Fuat Engin // Tüketici Örgütleri Federasyonu (TÖF) ve Tüketici Bilincini Geliştirme Derneği (TÜBİDER) Genel Başkanı
2020 Yılı ile Çin’den başlayarak Dünyayı esir alan CORVİD-19 (corona virüsü) salgını, tüm yaşamı yeniden planlamaya yöneltmiştir.
Artık Dünya’da hiçbir şey eskisi gibi olmuyor, neredeyse zorunlu ihtiyaçlar dışındaki sosyal ekonomik sağlık faaliyetlerinin çok büyük ölçüde sınırlandırılmasının ve önümüzdeki süreçte önemli sorunların ortaya çıkmasının; başta işsizliğin yığınsal olarak artması riski olmak üzere, derin ekonomik krizlerin oluşmasına ve genel sağlık sorunlarının artmasına neden olacağı açıktır.
Bu durumun Ülkemize de yansıması kaçınılmaz olarak görülmektedir. Son günlerde başta fırsatçıların fahiş fiyat uygulamaları olmak üzere tüketicinin yaşamını zorlaştıran sorunlar yaşanmakta olup, en önemlisi ise geçim zorluğu olarak ortaya çıkmıştır.
Kış aylarının sonuna yaklaşmakla birlikte kısıtlamalar nedeniyle yoğunlukla evde oturmanın sonucu olarak elektrik, su, doğalgaz tüketiminden kaynaklı gelen faturaların yüksekliği gerçek anlamda tüketicilerin yaşamını zora sokmuştur.

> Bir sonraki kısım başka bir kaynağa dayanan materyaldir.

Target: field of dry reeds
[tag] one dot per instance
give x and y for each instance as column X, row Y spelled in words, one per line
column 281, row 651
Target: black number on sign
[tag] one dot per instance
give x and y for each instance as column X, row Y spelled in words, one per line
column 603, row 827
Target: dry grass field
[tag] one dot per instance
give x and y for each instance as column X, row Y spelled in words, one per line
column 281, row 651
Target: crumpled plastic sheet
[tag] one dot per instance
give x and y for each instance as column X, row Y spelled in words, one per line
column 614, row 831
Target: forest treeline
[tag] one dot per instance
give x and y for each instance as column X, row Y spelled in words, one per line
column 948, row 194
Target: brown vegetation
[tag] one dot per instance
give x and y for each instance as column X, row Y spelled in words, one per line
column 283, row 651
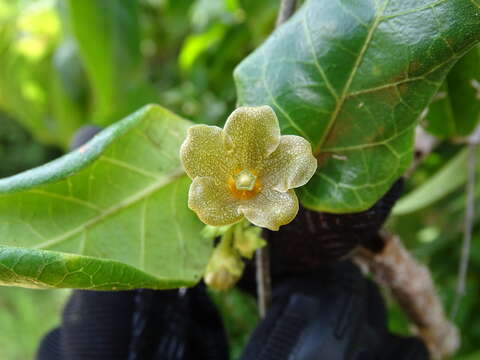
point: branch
(467, 227)
(262, 258)
(412, 287)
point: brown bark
(411, 285)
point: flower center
(245, 180)
(244, 184)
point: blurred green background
(64, 64)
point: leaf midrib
(126, 203)
(346, 89)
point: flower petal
(271, 209)
(213, 202)
(203, 153)
(291, 165)
(254, 134)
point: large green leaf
(110, 215)
(353, 77)
(455, 110)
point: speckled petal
(213, 202)
(203, 153)
(254, 134)
(271, 209)
(291, 165)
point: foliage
(65, 64)
(335, 70)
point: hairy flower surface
(246, 170)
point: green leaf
(353, 77)
(111, 215)
(108, 37)
(455, 110)
(444, 182)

Bu kapsamda basın aracılığıyla öğrendiğimiz Enerji Piyasası Düzenleme Kurumunun (EPDK) İstanbul Gaz Dağıtım A.Ş. (İGDAŞ) nın doğalgaz sayaç okuma sürelerini uzatarak tüketicilere yüksek tutarlı faturalar gönderdiğini yani en az 25, en fazla 35 gün olan fatura düzenleme süresini gerekçe göstererek soruşturma başlattığı açıklandı.

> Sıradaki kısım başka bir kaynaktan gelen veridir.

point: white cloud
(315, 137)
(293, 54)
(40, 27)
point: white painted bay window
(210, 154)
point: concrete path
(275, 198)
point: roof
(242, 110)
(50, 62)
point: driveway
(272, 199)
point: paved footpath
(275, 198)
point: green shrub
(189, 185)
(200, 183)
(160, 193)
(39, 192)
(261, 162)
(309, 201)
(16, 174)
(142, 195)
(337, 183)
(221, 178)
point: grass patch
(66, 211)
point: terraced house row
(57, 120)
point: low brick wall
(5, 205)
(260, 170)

Daha önce de enerji bakanlığı tarafından önceki birkaç yılın aynı dönem faturaları kıyaslanarak ortalama faturalar düzenleneceği belirtilmiş ancak bu uygulama hayata geçirilmemiştir.
Kafalar oldukça karışık olsa gerek, İGDAŞ yetkilileri yaşanan bu durumla ilgili önceden EPDK na bilgi verdiklerini herhangi bir sorun varsa çözüm üreteceklerini belirtmelerine rağmen EPDK yetkililerinden olumlu ya da olumsuz bir açıklama kamuoyuna yönelik yapılmamıştır. Ayrıca, bu durumdaki faturaları iptal ederek yeniden düzenleme yapılmaya başlandığı da yine İGDAŞ yetkilileri tarafından kamuoyuna açıklama yapılmıştır.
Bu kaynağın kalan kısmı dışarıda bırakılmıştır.